If option traders lose money most of the time why are options so popular to investors?

Wayne from IL posted over 7 years ago:

I have sat in on a few free options trading courses over the years and they all border on "get-rich-quick" affairs. They tend to gloss over the risks of option trading and focus on the low cost and potential for high profits.

Dave from WA posted over 6 years ago:

The charts are not readable even when blown up.

Marjorie Holden Ph.D. from NY posted over 6 years ago:

I am not a very skilled options trader. However, when you own about 1000 shares of a volatile stock, it is not really difficult to sell a covered call- not too far out. Usually one to three months, although I have done longer. If the stock does not reach the call price, even at a $1.00 a share, you have made an easy $1000. If the stock gets called, and it really is volatile, you can now sell a put. Or just wait for it to go down, if puts make you edgy.

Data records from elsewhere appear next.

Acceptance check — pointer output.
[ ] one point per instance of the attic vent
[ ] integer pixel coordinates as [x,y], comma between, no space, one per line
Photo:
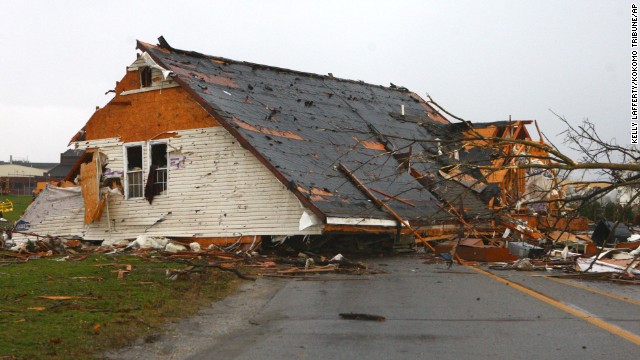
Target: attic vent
[145,76]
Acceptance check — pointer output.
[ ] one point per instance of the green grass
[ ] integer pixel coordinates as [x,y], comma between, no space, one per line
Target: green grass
[109,313]
[20,203]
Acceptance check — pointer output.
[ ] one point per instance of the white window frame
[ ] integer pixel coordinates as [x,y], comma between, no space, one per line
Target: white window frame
[149,145]
[125,158]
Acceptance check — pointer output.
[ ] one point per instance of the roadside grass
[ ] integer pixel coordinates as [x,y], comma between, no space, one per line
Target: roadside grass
[20,203]
[105,313]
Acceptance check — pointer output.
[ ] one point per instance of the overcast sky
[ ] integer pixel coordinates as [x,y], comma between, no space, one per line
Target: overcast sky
[482,60]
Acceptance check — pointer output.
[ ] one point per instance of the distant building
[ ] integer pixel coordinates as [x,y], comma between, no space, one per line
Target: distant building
[20,177]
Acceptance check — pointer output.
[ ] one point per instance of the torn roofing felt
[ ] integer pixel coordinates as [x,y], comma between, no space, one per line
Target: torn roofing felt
[303,126]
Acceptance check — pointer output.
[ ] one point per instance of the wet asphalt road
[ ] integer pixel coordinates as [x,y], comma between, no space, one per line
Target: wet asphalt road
[431,312]
[434,312]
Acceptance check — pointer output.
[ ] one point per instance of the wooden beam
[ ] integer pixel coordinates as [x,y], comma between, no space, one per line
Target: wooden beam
[381,204]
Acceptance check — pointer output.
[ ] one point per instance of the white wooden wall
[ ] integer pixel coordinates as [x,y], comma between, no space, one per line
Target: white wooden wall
[216,189]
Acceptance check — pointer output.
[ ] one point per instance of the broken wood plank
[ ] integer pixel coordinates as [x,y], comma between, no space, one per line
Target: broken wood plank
[366,317]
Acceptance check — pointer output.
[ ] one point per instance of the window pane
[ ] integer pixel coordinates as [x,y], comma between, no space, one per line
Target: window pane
[134,158]
[135,183]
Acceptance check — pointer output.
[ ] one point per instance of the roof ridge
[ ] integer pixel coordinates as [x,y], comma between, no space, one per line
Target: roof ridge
[401,89]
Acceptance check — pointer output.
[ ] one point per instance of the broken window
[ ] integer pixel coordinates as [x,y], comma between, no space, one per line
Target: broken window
[145,76]
[134,181]
[159,164]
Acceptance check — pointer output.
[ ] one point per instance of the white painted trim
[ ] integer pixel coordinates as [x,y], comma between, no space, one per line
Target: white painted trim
[125,163]
[165,142]
[361,222]
[150,88]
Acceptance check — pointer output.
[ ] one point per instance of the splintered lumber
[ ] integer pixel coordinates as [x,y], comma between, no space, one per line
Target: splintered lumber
[357,316]
[380,203]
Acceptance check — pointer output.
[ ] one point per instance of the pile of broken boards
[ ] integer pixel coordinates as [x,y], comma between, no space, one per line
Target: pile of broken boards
[608,253]
[245,263]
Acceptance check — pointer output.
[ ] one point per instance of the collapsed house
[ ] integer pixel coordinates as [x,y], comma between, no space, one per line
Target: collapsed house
[213,150]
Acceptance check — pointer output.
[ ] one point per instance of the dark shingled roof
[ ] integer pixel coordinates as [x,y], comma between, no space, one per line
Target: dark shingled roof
[302,126]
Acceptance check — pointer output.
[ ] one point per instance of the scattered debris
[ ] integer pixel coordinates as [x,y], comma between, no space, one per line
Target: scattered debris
[367,317]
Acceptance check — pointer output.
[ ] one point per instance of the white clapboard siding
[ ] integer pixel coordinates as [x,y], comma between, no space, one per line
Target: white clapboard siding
[219,190]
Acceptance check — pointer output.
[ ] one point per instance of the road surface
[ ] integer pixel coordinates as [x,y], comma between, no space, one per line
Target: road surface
[431,312]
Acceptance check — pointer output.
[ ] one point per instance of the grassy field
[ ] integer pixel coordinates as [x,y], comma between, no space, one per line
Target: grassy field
[20,203]
[102,311]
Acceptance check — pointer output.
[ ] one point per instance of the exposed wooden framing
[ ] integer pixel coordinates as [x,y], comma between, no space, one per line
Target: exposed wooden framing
[246,144]
[380,203]
[392,197]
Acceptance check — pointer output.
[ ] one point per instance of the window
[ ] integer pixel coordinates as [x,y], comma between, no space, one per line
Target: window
[145,76]
[134,183]
[159,165]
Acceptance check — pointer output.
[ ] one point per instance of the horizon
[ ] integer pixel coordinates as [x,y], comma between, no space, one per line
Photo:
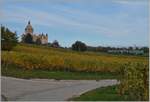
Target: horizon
[96,23]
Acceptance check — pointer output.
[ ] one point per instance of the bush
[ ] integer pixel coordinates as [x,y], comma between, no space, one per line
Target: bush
[79,46]
[28,38]
[134,81]
[8,39]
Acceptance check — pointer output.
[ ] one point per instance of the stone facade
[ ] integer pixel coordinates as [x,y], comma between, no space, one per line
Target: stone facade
[42,37]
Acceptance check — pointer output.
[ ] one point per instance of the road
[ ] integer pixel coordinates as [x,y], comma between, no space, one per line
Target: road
[15,89]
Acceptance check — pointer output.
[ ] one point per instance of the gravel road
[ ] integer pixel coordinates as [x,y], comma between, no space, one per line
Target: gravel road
[15,89]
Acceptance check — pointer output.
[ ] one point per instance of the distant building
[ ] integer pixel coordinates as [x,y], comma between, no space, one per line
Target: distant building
[42,37]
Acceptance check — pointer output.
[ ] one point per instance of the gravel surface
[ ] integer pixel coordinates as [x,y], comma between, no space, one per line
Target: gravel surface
[48,89]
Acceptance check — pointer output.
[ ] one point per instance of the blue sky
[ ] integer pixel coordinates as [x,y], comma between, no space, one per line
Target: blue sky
[95,22]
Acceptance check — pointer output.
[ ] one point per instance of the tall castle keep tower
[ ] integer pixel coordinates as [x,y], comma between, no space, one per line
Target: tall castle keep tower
[43,38]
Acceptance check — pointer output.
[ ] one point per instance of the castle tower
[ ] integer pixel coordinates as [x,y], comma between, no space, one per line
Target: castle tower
[29,29]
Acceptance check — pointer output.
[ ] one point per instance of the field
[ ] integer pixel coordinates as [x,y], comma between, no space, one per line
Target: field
[32,61]
[104,94]
[33,57]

I don't do spreads or anything fancy, but just doing this can give you a nice of chunk of change annually. Obviously you have to have a reasonable number of shares and the stock should be volatile, but perhaps not too volatile. Stocks I do this with regularly include Exom, Microsoft and Qualcom. They always go down again- and up again. In the beginning its scary, but after you've done it a few times, its just investing as usual.

I generally won't sell calls on the entire position, just in case the market really takes off. And I don't do a lot of call writing in a short period. I stagger it over the year depending on the market and the stock's price, and the price of the call.

Antonio Alvarez from PA posted over 5 years ago:

A web site with the Equity only Put to call ratio is:

Maybe the author can direct us to some other site where we can draw the EMAs over the data.